The tweet has been retweeted over 60,000 times. But I think it would have tripled its retweets if it included one more item to its post-Trump list, namely that Americans will finally be given time, as a nation, to process the pandemic and to grieve for the 200,000 (or possibly 250,000, or 300,000—currently 140,000) lives lost during the last year of Trump's presidency.

The US has, so far, had no time to absorb the massive social trauma that the deadly virus has caused. We are tied up with issues that should not be issues: reopening the schools too soon, pushing ahead with reopening the economy in hotspots like Florida, making mask-wearing a matter of personal choice or a statement about your position on Trump. But these issues are just distractions. They keep an emotionally spent public moving from one day to the next without a moment to pause and consider all of those who died in such a short amount of time.

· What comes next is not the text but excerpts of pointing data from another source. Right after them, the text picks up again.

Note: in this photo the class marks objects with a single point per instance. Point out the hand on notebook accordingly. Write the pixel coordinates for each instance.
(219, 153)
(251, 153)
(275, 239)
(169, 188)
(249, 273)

Biden must recognize how unhealthy this state of things is for the general public. The present president will not stop for one moment and just recognize a trauma that's bound to be felt for many proceeding generations. The trauma may even have a long-term negative impact on the US's already crisis-ridden health-care system.


A recent episode of The Daily Show with Trevor Noah featured an interview with Dr. Michele Harper. She is an ER physician in New Jersey. She has been to hell and back (New Jersey was an early hotspot). She fears going back to hell again, due to the hotspots in the South.

And then there is this:


Noah: In the posts that you've put out about the effect [of the pandemic] on health-care workers, one thing I found really interesting is where you said, "A lot of us, meaning health care workers, don't know if we will come back to this profession, once this is all done." Tell me why there is that sentiment in a lot of the medical community. Because I'm seeing this from many health care workers, who go: "I don't know if this for me. I do not know if I want to be a part of this...

Dr. Michele Harper: There is a lot of stress. And when I say that we feel we're treated as more disposable than our equipment, that's a real thing. It's a strange thing to be called a hero, and yet I don't believe heroes are put in a position where they do not have the equipment that they need, when they don't have staffing they need in their departments, when their hours are being cut, their pay's being cut because in America health care is, for the most part, like any other private industry, and it's based on profits for a few. That's very demoralizing. And those are the conditions we are working in.

This sense of demoralization is compounded by the fact that many health care workers in hotspots can't go home and emotionally heal or recalibrate with support from partners or family members. After spending hours surrounded by death and suffering, they go to a hotel room or some other deadening place.

The upshot? Health workers will come out of this experience with the mental disorders that afflict soldiers returning from war. The pandemic is also likely to kill a quarter of million American citizens by election day. There will also be more than a million Americans permanently impaired by COVID-19. And millions upon millions of Americans will be caring for the impaired or grieving for the dead. An official recognition of this loss will not take place under Trump. He will not permit it to happen. It is Biden who must include in his list of promises a period of time for nation to begin processing one of the US's greatest social catastrophes.